Government counsel over objection referred to defense counsel as having mistreated and maltreated Mrs. Bolling and having been cruel to her on the witness stand. One prosecutor referred to the men in the Bolling apartment as "hoods." Objection to this was sustained, motion for mistrial denied, and the prosecutor apologized to the court. The final sentence of the first government argument was:
"He is guilty. We know he is guilty, and I submit the verdict ought to be guilty." (Emphasis added)
There was no objection to this statement of extra judicial personal knowledge of guilt, but coming as it did as the last word of the argument, it was plain error.
Justice Sutherland said in Berger "[A]ssertions of personal knowledge [by the prosecuting attorney] are apt to carry much weight against the accused when they should properly carry none." Berger v. United States, 295 U.S. 78 at 88, 55 S.Ct. 629, at 633, 79 L.Ed. 1314 at 1321 (1935).
This record does not fairly support any inference that defense counsel was "riding the verdict," Cf. Crocklin v. United States, 252 F.2d 561 (5th Cir. 1958). He repeatedly sought to keep government counsel within bounds and once in oral argument moved for a mistrial (for the reference to "hoods").

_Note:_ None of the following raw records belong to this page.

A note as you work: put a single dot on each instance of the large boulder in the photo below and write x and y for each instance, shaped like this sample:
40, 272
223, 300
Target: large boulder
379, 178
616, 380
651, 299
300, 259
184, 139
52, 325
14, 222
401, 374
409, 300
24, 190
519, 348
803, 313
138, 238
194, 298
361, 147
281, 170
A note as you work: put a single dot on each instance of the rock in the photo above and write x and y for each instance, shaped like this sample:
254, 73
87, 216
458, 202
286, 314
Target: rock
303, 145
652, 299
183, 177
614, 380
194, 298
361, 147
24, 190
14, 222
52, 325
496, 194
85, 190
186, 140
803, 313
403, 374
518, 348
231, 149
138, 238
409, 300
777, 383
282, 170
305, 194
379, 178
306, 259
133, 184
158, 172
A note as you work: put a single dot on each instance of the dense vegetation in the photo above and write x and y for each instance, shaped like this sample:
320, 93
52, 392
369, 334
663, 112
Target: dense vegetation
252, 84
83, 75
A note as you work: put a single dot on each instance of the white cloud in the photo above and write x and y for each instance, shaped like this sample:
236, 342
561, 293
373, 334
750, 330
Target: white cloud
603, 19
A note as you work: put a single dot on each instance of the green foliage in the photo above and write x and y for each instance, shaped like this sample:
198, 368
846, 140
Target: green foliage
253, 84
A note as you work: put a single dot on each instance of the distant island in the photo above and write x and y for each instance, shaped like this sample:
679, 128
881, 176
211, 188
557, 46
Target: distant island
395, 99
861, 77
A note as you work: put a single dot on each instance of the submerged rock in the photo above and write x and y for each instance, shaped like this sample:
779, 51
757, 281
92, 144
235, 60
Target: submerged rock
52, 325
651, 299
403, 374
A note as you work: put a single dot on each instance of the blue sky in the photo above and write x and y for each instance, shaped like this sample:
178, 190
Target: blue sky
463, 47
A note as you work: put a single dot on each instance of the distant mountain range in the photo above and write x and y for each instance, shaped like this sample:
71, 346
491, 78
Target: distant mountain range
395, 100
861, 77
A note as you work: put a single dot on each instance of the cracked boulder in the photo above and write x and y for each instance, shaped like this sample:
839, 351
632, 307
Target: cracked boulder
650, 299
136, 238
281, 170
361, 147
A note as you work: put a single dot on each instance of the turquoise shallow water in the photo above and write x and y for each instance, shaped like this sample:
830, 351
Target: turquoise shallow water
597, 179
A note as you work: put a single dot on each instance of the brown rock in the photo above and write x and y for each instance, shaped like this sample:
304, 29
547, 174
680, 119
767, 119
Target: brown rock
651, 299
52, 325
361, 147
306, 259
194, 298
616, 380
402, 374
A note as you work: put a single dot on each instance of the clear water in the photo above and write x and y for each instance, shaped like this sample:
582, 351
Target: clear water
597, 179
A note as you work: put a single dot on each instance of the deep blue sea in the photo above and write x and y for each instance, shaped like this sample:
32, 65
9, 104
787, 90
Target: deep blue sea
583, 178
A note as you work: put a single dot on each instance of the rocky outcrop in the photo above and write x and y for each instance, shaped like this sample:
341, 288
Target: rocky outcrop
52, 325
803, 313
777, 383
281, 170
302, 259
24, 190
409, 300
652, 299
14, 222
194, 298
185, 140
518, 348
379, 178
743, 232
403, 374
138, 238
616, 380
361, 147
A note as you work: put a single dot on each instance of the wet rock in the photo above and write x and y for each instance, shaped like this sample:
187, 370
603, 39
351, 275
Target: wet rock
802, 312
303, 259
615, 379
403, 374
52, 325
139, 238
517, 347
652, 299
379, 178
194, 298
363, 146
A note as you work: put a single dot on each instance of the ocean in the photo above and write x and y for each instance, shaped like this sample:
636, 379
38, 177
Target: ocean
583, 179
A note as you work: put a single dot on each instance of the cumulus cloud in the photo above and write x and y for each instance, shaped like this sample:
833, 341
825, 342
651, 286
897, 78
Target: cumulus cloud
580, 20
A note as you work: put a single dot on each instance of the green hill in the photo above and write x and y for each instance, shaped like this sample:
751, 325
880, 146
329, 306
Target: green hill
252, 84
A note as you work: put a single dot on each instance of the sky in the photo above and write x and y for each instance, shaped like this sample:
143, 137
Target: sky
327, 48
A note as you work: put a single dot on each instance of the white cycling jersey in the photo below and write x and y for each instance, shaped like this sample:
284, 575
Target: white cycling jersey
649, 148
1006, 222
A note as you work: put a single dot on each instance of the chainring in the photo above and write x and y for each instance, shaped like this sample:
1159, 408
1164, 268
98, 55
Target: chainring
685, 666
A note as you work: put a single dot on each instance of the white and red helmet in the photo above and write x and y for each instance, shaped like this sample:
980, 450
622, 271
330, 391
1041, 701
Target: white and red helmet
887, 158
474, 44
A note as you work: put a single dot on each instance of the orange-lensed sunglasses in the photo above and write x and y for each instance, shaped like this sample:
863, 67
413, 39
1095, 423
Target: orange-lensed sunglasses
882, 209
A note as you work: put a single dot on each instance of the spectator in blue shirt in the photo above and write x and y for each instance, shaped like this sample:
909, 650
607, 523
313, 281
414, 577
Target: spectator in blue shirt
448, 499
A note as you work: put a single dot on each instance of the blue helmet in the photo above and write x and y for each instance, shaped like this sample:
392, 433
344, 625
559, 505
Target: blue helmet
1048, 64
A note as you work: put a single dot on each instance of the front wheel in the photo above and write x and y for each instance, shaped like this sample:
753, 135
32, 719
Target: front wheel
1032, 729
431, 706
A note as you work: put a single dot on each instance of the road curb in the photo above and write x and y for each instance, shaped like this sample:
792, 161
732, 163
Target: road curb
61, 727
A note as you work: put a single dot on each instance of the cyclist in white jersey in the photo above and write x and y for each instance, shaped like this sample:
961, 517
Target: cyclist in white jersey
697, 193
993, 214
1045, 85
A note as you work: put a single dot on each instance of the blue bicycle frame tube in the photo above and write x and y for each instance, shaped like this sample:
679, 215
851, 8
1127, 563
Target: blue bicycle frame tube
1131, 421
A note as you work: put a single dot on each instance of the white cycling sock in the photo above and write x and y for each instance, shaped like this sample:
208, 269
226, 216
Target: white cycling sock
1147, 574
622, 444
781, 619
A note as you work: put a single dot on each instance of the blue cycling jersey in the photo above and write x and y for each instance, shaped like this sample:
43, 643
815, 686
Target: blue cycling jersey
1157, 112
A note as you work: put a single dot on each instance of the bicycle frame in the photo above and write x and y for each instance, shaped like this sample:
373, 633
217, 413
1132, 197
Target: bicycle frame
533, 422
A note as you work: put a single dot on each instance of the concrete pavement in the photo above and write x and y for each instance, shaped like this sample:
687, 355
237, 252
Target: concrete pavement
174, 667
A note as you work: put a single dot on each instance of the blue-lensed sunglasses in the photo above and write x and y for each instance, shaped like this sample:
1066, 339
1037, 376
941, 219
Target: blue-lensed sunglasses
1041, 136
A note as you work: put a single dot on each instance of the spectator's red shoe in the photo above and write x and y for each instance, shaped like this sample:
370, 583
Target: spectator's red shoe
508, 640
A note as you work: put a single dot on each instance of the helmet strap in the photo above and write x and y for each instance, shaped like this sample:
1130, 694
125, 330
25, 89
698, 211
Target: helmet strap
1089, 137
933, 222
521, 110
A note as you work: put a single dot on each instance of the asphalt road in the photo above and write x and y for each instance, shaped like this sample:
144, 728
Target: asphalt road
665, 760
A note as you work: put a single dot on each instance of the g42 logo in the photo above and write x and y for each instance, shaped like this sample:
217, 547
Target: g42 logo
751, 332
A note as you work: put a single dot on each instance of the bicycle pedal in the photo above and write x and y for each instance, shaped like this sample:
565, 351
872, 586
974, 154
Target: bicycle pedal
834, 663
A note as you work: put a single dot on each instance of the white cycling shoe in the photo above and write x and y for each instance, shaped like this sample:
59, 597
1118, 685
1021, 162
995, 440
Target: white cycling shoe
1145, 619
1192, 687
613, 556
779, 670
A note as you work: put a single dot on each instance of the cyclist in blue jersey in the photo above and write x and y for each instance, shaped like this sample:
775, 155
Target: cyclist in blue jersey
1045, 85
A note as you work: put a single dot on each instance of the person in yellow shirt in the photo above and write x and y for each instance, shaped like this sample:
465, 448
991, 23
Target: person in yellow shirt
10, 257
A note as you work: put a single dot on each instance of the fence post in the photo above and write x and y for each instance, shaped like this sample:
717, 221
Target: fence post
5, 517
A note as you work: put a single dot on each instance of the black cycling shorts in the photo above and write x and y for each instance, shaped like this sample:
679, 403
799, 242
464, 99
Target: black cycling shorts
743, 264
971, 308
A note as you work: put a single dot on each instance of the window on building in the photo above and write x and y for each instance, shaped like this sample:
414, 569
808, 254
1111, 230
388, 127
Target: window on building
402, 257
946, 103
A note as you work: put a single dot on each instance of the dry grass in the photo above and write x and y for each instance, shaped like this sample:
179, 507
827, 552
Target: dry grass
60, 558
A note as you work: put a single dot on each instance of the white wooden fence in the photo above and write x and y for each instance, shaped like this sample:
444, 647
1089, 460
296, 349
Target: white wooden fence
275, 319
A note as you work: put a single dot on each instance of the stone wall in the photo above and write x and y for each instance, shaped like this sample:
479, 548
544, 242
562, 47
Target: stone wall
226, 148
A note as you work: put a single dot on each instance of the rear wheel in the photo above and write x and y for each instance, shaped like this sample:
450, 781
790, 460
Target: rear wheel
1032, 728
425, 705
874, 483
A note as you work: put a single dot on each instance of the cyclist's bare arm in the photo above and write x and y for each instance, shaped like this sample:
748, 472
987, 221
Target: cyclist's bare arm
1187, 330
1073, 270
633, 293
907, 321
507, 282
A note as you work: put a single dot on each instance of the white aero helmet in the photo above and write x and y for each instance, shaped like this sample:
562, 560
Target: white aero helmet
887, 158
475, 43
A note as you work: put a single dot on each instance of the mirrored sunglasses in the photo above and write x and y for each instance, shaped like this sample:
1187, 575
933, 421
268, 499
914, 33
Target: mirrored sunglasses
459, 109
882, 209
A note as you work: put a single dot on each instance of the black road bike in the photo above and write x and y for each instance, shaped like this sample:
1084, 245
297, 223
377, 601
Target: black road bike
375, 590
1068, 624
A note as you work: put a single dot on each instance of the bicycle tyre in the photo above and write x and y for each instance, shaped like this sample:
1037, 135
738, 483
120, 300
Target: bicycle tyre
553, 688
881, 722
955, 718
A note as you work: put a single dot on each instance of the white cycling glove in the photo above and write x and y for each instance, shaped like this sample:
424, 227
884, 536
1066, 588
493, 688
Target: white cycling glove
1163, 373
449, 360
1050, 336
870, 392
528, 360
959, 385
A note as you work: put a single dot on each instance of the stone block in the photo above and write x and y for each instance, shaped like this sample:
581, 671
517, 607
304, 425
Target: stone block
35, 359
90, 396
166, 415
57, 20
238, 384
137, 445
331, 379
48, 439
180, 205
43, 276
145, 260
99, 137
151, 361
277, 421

There is so much prosecutorial overkill in this case that the single instances, several of which if separately focused upon would alone reverse, tend to be submerged in the whole. The cumulative effect impels the conclusion that appellant was deprived of a fair trial. The ringing proclamation of Berger is still alive:
The United States Attorney is the representative not of an ordinary party to a controversy, but of a sovereignty whose obligation to govern impartially is as compelling as its obligation to govern at all; and whose interest, therefore, in a criminal prosecution is not that it shall win a case, but that justice shall be done. As such, he is in a peculiar and very definite sense the servant of the law, the twofold aim of which is that guilt shall not escape nor innocence suffer. He may prosecute with earnestness and vigor — indeed, he should do so. But, while he may strike hard blows, he is not at liberty to strike foul ones. It is as much his duty to refrain from improper methods calculated to produce a wrongful conviction as it is to use every legitimate means to bring about a just one.
295 U.S. at 88, 55 S.Ct. at 633, 79 L.Ed. at 1321.